Since the early ‘90s I have been looking for a political ‘address’ which would satisfy my particular view of how the world could be. In the last 10 years I have flirted with the Democrats and the Greens, and had a brief affair with Labor (just to see whether my feelings had changed). These ‘affairs’ have resulted in my being on a ticket in two elections, being a campaign manager in another, being a ‘ghost writer’ for a local candidate, and invariably working a booth at election time. Even though this was in the main good fun and it was rewarding to be doing my bit, there was still the sense of being `a man without a church’.
Last October, out of sheer frustration, I found and joined the No War Coalition in Newcastle. Through this coalition I met politically like-minded people who were not sitting around on their bums waiting for the next election. They were willing to take action on those issues that mattered to them. They saw other ways of making their presence felt apart from the ballot box.
I suddenly realised what my sense of frustration was all about. My experience of political parties was one of work your butt off for about a fortnight before the election to try to convince people to vote for you, almost kill yourself on the day of the election, watch the count hoping you get your deposit back and maybe make a bit of money for the next campaign, and then everything shuts up, the politicians go home, nothing much has changed.

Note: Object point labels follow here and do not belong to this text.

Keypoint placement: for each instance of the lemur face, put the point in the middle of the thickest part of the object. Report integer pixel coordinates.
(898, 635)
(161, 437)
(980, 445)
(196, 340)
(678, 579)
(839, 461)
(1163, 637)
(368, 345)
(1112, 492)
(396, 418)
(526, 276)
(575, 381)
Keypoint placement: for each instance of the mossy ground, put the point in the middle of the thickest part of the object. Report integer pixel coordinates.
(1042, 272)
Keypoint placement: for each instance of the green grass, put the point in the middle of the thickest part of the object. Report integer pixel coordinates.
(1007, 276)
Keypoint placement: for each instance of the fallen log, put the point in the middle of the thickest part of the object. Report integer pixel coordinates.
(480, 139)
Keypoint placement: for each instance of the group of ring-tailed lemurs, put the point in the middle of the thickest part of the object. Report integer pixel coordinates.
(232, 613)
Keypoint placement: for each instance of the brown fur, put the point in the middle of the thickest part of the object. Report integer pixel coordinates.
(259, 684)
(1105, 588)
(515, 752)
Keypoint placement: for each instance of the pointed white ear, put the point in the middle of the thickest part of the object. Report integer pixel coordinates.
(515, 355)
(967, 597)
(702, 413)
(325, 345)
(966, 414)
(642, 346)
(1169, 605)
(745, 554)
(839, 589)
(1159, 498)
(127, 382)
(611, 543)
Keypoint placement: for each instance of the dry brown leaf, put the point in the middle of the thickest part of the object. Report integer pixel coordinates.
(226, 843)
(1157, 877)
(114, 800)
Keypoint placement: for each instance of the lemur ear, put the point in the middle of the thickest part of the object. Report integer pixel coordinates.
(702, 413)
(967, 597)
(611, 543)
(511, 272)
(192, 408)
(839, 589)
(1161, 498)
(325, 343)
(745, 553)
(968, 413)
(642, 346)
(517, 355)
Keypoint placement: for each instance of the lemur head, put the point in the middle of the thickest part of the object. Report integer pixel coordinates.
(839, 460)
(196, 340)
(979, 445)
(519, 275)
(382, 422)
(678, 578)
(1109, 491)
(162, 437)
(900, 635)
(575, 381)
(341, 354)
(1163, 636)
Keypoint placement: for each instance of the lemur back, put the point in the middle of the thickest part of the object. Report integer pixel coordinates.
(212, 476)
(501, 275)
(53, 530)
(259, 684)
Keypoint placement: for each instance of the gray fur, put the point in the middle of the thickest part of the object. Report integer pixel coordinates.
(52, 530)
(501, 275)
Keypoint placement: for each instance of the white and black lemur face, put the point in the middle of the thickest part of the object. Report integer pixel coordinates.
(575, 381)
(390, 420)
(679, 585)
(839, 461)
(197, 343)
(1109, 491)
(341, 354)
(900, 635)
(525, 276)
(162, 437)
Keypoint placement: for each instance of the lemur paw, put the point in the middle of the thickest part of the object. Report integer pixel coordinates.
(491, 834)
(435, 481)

I saw in the Socialist Alliance another way — a way based on the strengthening and mobilisation of people power.
I am reminded of a Peanuts cartoon in which Lucy is having an argument with Charlie Brown and she holds up her right hand and says about her outstretched fingers, ‘Separately we are nothing’. She then makes a fist and says, ‘But together we make a powerful force’. I therefore look forward to being part of the revitalisation of an authentic left in Australia.”